OutThink | Cybersecurity Human Risk Management SaaS.

OutThink builds a SaaS platform that lets large organizations measure and reduce the cybersecurity risk caused by people: phishing simulations, training modules, behavioral scoring. The platform splits along microservice lines, with each service owning a slice of the human-risk domain. My work focused on the architecture and the patterns the team built against.

Each microservice is domain-driven and follows CQRS for the read and write split. The transactional path stays on SQL Server with strict relational integrity. Event-shaped data (training events, simulation outcomes, behavioral signals) lives in a NoSQL store optimized for write throughput and time-based queries. That hybrid keeps the relational core honest and lets the analytics path scale independently.

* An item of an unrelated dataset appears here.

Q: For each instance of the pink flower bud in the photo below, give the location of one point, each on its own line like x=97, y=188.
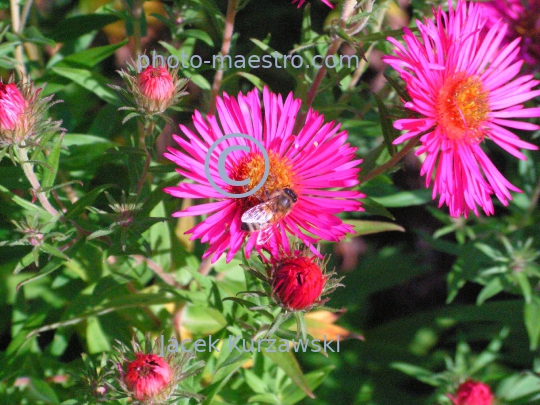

The async backbone runs over Azure Service Bus. Services publish integration events when their state changes, and other services react in their own time. The pattern is straightforward request-and-response inside a service, message-passing across services. Azure Cognitive Services hooks into the AI features the product needs for content classification and behavioral predictions. Azure API Management sits in front of the public API surface, handling auth, throttling, and the contract that external integrations target.

Code review across the platform was part of the day-to-day, and a lot of the conversation was about patterns more than frameworks: aggregates that own their invariants, handlers that orchestrate without business logic, projections that stay translatable to SQL.